Multiple questions have been raised by defendant Employers and the Courts concerning the interpretation and future of PAGA. Some of the more pressing ones:

  1. Does PAGA have to meet class certification requirements applicable to the standard Class Action case.
  2. Can Courts require a PAGA employee named in the action to go to arbitration to determine the merits of his individual action to determine if he is a typical representative of the issues to be addressed in the PAGA case. [Undecided by a Court of Appeal, but Trial Courts are in fact “managing” PAGA cases this way.]
  3. How much discovery is required at what stage of a PAGA case for a court to determine the scope of the PAGA claims? [It appears that the Courts are following the trend begun in class action certification motions to include evidence obtained in an individual arbitration proceeding to determine the probable merits of the claims, but there has been no appellate decision published on this question as yet.]  Discovery will be accelerated on the individual claim to meet the burden of proving that claim in Arbitration.

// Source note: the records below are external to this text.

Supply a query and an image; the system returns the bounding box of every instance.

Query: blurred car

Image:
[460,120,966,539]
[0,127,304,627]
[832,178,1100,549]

  4. What is the effect of the 2015 California Supreme Court decision [Valencia] on the future of PAGA cases? If the Federal Arbitration Act applies to require an individual to arbitrate his individual claim and to waive class action participation, does that same pre-emption by federal law apply to a PAGA case?  Employees argue not:  that it is the State of California, and not the employee, who is represented by the “Private Attorney General.”

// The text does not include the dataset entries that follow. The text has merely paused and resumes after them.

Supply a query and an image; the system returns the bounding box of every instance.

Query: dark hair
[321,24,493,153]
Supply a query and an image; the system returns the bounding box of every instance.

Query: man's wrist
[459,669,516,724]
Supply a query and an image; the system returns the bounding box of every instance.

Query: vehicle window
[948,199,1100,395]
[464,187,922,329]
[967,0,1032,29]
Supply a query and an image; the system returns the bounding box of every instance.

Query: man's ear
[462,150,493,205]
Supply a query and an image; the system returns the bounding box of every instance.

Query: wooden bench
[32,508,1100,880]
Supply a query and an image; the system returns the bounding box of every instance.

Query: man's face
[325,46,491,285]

  5. What is the standard of proof for PAGA damages when each employee may have been damaged somewhat differently, but within a probable range of minimum to maximum loss? The answer has been given in the “Duran” case.  Statistical evidence is admissible to arrive at an acceptable probable amount of damages despite individual employee variations if the probable number is arrived at an expert following generally accepted statistical methods with adequate sampling. Whatever the method adopted by the Court, it must allow the Defendant fair opportunity to attack the methods used or the sampling relied upon by the employees.

Conclusion

Busy Body will have a busy time in Court.  The list of its employee rights violations is long:  unpaid mobile phone expenses; wrongful assessment of employee penalties to reduce wage payments, failure to reimburse uniform laundry expenses, unpaid expenses for supplies needed to do the work; unpaid travel expenses, failure to deduct and itemize tips and taxes withheld; unpaid work hours for mandatory training.  Each of these violations carries penalties set by statute, and if fully assessed against Busy-Body, will result in tens of millions of dollars in damages if the Court allows the case to proceed as a PAGA case, or if the case qualifies as a class action unrestricted by an arbitration agreement.  The freedom to proceed with a PAGA case is under attack by the employer community. To the extent the courts are inclined to impose class action case management tools in a PAGA case, the freedom to proceed subject only to the PAGA notification requirements seems at risk currently.  Still, Melinda and Busy-Body may well have a complex and costly battle that will end with millions paid or lost.  Melinda herself will proceed on her own case for wrongful termination because of retaliation when she opposed some of these illegal practices.